## JDBC I/O in Apache Spark

In this tutorial you'll learn the basics of reading and writing Apache Spark DataFrames to an SQL database,
using Apache Spark's JDBC API.

#### Tutorial Requirements
This tutorial assumes you have write privileges (including table-create privileges) to a postgresql database.
Instructions below will show you how to fill in your database connect information.

This tutorial includes the Maven coordinates for using the postgresql JDBC driver.
If you wish to connect to a different SQL database vendor, and you have access to the proper JDBC driver Maven package (or jar file), you should be able to run this demo against a non-postgresql DB.

To run this tutorial you also need to connect to an Apache Spark cluster.
You can enter the spark master hostname in the cell that creates the Spark Session.
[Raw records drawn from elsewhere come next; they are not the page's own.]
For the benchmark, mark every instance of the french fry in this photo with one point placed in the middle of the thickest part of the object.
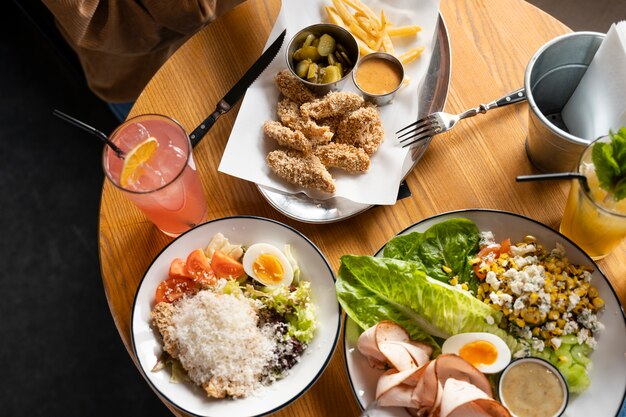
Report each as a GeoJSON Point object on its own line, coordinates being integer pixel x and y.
{"type": "Point", "coordinates": [372, 33]}
{"type": "Point", "coordinates": [357, 5]}
{"type": "Point", "coordinates": [334, 18]}
{"type": "Point", "coordinates": [367, 25]}
{"type": "Point", "coordinates": [387, 44]}
{"type": "Point", "coordinates": [411, 54]}
{"type": "Point", "coordinates": [404, 30]}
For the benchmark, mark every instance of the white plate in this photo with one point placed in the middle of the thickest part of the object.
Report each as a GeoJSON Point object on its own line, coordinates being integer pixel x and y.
{"type": "Point", "coordinates": [608, 374]}
{"type": "Point", "coordinates": [243, 230]}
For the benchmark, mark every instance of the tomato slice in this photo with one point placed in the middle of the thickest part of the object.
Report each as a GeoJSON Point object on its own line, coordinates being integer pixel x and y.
{"type": "Point", "coordinates": [174, 288]}
{"type": "Point", "coordinates": [225, 266]}
{"type": "Point", "coordinates": [198, 267]}
{"type": "Point", "coordinates": [178, 269]}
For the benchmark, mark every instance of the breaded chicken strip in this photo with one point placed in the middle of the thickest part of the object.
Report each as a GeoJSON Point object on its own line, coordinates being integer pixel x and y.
{"type": "Point", "coordinates": [293, 139]}
{"type": "Point", "coordinates": [162, 320]}
{"type": "Point", "coordinates": [332, 104]}
{"type": "Point", "coordinates": [341, 155]}
{"type": "Point", "coordinates": [289, 114]}
{"type": "Point", "coordinates": [361, 128]}
{"type": "Point", "coordinates": [304, 170]}
{"type": "Point", "coordinates": [290, 86]}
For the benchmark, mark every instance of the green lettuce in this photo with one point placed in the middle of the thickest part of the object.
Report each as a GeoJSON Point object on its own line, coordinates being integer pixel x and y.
{"type": "Point", "coordinates": [373, 289]}
{"type": "Point", "coordinates": [450, 243]}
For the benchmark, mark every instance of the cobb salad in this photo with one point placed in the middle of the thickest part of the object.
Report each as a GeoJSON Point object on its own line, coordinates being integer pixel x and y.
{"type": "Point", "coordinates": [454, 282]}
{"type": "Point", "coordinates": [233, 318]}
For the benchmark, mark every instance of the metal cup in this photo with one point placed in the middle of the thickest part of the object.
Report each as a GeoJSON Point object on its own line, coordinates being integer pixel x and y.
{"type": "Point", "coordinates": [551, 77]}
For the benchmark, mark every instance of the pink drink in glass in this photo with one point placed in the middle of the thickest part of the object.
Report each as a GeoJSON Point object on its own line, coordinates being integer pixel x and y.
{"type": "Point", "coordinates": [167, 188]}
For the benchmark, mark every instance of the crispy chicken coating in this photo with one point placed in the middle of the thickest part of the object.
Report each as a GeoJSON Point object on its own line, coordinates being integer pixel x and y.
{"type": "Point", "coordinates": [285, 136]}
{"type": "Point", "coordinates": [305, 170]}
{"type": "Point", "coordinates": [341, 155]}
{"type": "Point", "coordinates": [332, 104]}
{"type": "Point", "coordinates": [361, 128]}
{"type": "Point", "coordinates": [289, 114]}
{"type": "Point", "coordinates": [293, 88]}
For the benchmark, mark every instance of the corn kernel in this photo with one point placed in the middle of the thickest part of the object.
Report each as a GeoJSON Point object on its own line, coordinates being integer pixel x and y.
{"type": "Point", "coordinates": [598, 302]}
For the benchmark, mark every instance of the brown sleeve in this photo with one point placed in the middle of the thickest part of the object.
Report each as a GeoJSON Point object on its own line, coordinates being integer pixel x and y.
{"type": "Point", "coordinates": [122, 43]}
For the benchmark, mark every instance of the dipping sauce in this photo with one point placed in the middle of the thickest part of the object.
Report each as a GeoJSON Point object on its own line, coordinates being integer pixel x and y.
{"type": "Point", "coordinates": [530, 389]}
{"type": "Point", "coordinates": [378, 76]}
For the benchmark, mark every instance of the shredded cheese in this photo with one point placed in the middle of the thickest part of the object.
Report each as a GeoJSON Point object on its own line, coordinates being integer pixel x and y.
{"type": "Point", "coordinates": [220, 344]}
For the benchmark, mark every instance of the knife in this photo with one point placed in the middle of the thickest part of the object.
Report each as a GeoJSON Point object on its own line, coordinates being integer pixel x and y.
{"type": "Point", "coordinates": [235, 93]}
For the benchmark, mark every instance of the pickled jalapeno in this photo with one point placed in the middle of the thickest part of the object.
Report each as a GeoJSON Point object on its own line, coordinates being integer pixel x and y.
{"type": "Point", "coordinates": [321, 60]}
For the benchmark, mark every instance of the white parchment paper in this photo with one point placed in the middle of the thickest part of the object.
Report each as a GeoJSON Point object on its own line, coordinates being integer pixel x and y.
{"type": "Point", "coordinates": [246, 150]}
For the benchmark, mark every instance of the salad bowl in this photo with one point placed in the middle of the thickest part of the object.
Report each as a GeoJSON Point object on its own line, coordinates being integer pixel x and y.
{"type": "Point", "coordinates": [244, 230]}
{"type": "Point", "coordinates": [607, 375]}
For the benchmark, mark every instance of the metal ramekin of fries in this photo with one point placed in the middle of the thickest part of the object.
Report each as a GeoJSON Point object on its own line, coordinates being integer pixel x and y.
{"type": "Point", "coordinates": [373, 33]}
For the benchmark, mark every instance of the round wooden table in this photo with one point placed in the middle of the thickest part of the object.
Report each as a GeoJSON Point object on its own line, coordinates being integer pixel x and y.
{"type": "Point", "coordinates": [472, 166]}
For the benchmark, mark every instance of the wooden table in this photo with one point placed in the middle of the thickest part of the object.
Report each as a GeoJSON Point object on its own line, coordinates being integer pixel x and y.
{"type": "Point", "coordinates": [491, 42]}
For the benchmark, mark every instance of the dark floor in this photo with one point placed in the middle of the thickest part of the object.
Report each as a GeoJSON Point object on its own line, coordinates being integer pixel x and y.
{"type": "Point", "coordinates": [60, 352]}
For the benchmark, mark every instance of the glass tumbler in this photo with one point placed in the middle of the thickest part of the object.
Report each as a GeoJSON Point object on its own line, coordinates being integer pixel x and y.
{"type": "Point", "coordinates": [166, 187]}
{"type": "Point", "coordinates": [592, 217]}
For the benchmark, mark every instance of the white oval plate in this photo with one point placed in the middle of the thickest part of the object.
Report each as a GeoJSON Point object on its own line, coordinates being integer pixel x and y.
{"type": "Point", "coordinates": [608, 374]}
{"type": "Point", "coordinates": [243, 230]}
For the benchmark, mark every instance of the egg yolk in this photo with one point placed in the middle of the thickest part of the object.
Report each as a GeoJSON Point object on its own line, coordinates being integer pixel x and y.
{"type": "Point", "coordinates": [268, 269]}
{"type": "Point", "coordinates": [479, 352]}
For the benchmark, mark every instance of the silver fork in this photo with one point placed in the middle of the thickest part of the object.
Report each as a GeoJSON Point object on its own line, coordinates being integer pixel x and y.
{"type": "Point", "coordinates": [440, 122]}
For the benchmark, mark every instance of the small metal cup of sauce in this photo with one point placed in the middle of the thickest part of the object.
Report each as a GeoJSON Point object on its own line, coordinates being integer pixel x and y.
{"type": "Point", "coordinates": [378, 76]}
{"type": "Point", "coordinates": [533, 386]}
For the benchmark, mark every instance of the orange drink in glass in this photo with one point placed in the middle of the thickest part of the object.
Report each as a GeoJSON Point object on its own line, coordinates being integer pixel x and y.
{"type": "Point", "coordinates": [158, 173]}
{"type": "Point", "coordinates": [593, 218]}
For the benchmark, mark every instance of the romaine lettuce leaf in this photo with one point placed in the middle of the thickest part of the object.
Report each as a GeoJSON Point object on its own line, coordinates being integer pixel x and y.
{"type": "Point", "coordinates": [450, 243]}
{"type": "Point", "coordinates": [372, 289]}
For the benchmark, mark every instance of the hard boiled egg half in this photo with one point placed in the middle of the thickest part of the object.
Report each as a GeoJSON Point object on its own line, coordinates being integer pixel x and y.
{"type": "Point", "coordinates": [485, 351]}
{"type": "Point", "coordinates": [268, 265]}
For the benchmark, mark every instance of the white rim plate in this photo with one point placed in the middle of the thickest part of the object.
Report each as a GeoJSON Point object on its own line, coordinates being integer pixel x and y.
{"type": "Point", "coordinates": [608, 374]}
{"type": "Point", "coordinates": [244, 230]}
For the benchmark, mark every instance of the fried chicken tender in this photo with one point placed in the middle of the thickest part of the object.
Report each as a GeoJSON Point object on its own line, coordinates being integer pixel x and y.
{"type": "Point", "coordinates": [341, 155]}
{"type": "Point", "coordinates": [292, 87]}
{"type": "Point", "coordinates": [305, 170]}
{"type": "Point", "coordinates": [285, 136]}
{"type": "Point", "coordinates": [332, 104]}
{"type": "Point", "coordinates": [289, 114]}
{"type": "Point", "coordinates": [361, 128]}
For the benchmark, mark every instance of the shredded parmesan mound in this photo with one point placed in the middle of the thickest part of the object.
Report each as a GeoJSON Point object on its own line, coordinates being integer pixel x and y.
{"type": "Point", "coordinates": [219, 343]}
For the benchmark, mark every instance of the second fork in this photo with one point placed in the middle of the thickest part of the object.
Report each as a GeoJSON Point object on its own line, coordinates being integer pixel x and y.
{"type": "Point", "coordinates": [440, 122]}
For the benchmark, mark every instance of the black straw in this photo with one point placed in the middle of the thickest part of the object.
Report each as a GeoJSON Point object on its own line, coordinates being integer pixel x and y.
{"type": "Point", "coordinates": [552, 176]}
{"type": "Point", "coordinates": [91, 130]}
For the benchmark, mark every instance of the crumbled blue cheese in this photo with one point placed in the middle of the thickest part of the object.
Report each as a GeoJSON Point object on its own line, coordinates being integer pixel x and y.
{"type": "Point", "coordinates": [522, 250]}
{"type": "Point", "coordinates": [573, 301]}
{"type": "Point", "coordinates": [501, 299]}
{"type": "Point", "coordinates": [570, 327]}
{"type": "Point", "coordinates": [492, 279]}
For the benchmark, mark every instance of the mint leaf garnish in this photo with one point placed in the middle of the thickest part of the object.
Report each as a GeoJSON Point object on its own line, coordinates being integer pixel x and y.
{"type": "Point", "coordinates": [609, 160]}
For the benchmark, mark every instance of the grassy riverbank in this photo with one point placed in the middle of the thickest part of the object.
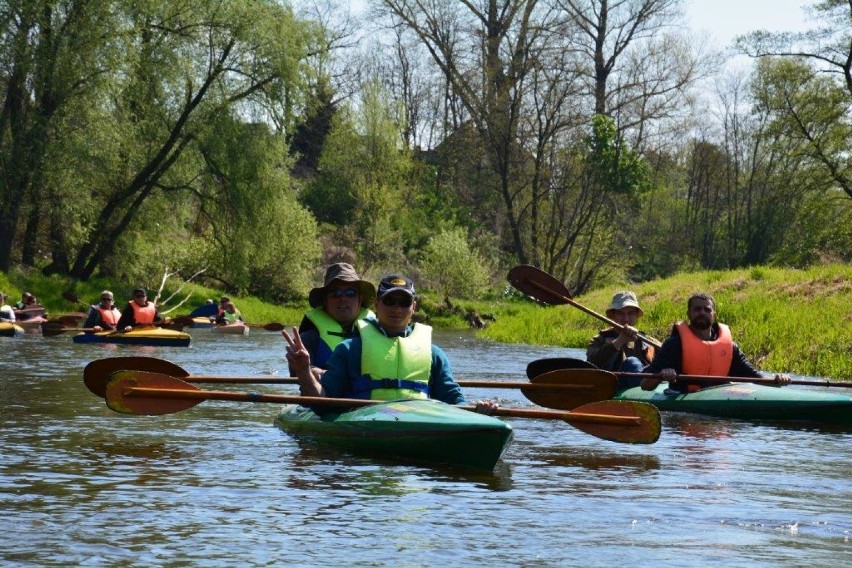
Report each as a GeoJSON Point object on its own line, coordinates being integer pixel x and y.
{"type": "Point", "coordinates": [797, 321]}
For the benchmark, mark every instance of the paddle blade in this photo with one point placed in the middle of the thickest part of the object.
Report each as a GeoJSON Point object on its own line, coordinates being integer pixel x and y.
{"type": "Point", "coordinates": [538, 284]}
{"type": "Point", "coordinates": [593, 419]}
{"type": "Point", "coordinates": [541, 366]}
{"type": "Point", "coordinates": [121, 398]}
{"type": "Point", "coordinates": [573, 391]}
{"type": "Point", "coordinates": [97, 373]}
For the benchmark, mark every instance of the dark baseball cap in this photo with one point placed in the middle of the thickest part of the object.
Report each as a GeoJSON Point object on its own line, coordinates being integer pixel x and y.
{"type": "Point", "coordinates": [395, 283]}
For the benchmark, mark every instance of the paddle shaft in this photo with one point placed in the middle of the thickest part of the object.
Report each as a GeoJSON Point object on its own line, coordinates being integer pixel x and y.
{"type": "Point", "coordinates": [755, 380]}
{"type": "Point", "coordinates": [202, 395]}
{"type": "Point", "coordinates": [593, 313]}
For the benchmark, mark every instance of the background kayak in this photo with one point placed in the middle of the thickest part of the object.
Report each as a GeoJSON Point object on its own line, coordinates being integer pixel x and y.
{"type": "Point", "coordinates": [750, 401]}
{"type": "Point", "coordinates": [141, 336]}
{"type": "Point", "coordinates": [9, 329]}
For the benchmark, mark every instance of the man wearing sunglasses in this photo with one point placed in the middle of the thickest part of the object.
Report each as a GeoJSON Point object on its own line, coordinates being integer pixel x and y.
{"type": "Point", "coordinates": [103, 315]}
{"type": "Point", "coordinates": [139, 312]}
{"type": "Point", "coordinates": [390, 359]}
{"type": "Point", "coordinates": [343, 299]}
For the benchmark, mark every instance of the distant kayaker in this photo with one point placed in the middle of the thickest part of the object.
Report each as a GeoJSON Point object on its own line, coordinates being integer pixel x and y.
{"type": "Point", "coordinates": [139, 312]}
{"type": "Point", "coordinates": [6, 311]}
{"type": "Point", "coordinates": [614, 350]}
{"type": "Point", "coordinates": [390, 359]}
{"type": "Point", "coordinates": [700, 347]}
{"type": "Point", "coordinates": [343, 299]}
{"type": "Point", "coordinates": [228, 312]}
{"type": "Point", "coordinates": [104, 315]}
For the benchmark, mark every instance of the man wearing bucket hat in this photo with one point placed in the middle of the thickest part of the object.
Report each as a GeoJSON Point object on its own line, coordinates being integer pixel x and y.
{"type": "Point", "coordinates": [390, 358]}
{"type": "Point", "coordinates": [139, 311]}
{"type": "Point", "coordinates": [103, 315]}
{"type": "Point", "coordinates": [621, 350]}
{"type": "Point", "coordinates": [343, 299]}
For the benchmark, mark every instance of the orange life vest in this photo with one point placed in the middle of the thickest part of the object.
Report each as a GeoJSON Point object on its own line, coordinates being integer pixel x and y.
{"type": "Point", "coordinates": [702, 357]}
{"type": "Point", "coordinates": [110, 316]}
{"type": "Point", "coordinates": [143, 315]}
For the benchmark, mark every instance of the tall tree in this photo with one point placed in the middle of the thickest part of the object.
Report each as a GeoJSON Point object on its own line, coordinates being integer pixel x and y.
{"type": "Point", "coordinates": [485, 50]}
{"type": "Point", "coordinates": [825, 49]}
{"type": "Point", "coordinates": [195, 61]}
{"type": "Point", "coordinates": [53, 55]}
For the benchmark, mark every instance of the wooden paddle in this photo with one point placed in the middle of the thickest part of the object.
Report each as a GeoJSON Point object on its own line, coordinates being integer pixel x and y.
{"type": "Point", "coordinates": [140, 392]}
{"type": "Point", "coordinates": [554, 390]}
{"type": "Point", "coordinates": [582, 367]}
{"type": "Point", "coordinates": [543, 287]}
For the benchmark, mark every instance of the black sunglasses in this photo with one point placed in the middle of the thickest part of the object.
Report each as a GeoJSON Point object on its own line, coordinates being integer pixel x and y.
{"type": "Point", "coordinates": [343, 293]}
{"type": "Point", "coordinates": [401, 302]}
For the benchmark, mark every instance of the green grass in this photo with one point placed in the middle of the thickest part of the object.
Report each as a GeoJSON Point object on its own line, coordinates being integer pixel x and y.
{"type": "Point", "coordinates": [797, 321]}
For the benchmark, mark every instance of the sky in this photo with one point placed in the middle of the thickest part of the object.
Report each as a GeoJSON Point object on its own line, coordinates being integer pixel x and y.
{"type": "Point", "coordinates": [723, 20]}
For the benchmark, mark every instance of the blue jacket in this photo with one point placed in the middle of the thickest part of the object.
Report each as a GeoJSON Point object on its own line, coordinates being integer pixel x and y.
{"type": "Point", "coordinates": [345, 367]}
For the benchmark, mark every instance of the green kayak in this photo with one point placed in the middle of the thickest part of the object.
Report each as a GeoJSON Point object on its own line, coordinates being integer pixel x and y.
{"type": "Point", "coordinates": [751, 402]}
{"type": "Point", "coordinates": [424, 431]}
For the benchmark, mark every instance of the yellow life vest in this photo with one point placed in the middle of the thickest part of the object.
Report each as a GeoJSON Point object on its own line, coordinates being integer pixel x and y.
{"type": "Point", "coordinates": [394, 367]}
{"type": "Point", "coordinates": [331, 333]}
{"type": "Point", "coordinates": [700, 357]}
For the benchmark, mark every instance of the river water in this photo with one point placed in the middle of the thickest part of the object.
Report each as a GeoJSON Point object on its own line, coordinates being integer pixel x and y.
{"type": "Point", "coordinates": [219, 485]}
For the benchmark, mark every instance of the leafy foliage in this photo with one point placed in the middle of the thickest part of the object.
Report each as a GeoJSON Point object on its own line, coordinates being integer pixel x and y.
{"type": "Point", "coordinates": [450, 266]}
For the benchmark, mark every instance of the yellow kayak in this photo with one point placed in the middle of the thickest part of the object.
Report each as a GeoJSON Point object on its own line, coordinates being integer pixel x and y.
{"type": "Point", "coordinates": [139, 336]}
{"type": "Point", "coordinates": [9, 329]}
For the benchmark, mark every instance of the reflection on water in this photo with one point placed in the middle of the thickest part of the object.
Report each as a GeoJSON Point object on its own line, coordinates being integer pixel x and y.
{"type": "Point", "coordinates": [218, 484]}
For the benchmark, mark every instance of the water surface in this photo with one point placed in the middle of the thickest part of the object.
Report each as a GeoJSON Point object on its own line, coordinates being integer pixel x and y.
{"type": "Point", "coordinates": [219, 485]}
#### Apache Spark Configurations

Spark can receive its configuration parameters from a 
[variety](https://spark.apache.org/docs/latest/configuration.html#dynamically-loading-spark-properties)
of channels.
In general, configurations set via a `SparkConf` object (as below) will override all other
configurations.
However, there are a few glitches in this rule, and the `spark.package.jars` parameter is one of them,
which is important for this tutorial.
To maximize clarity, this notebook unsets `PYSPARK_SUBMIT_ARGS` in favor of doing all
configurations using a `SparkConf` object so that it is easy to read.

In [1]:
import os
# Disable this so that configuration of 'spark.jars.packages' works correctly
if 'PYSPARK_SUBMIT_ARGS' in os.environ:
    del os.environ['PYSPARK_SUBMIT_ARGS']

#### JDBC Drivers
In order to work with Spark's JDBC API, you'll need to provide Spark with a JDBC driver.
Many drivers are available as Maven-style packages,
such as the driver for
[postgresql](https://www.postgresql.org/)
in the cell below.

Consuming JDBC drivers via Maven coordinates and `spark.jars.packages` is convenient,
since Spark will automatically download such packages and install them on Spark executors.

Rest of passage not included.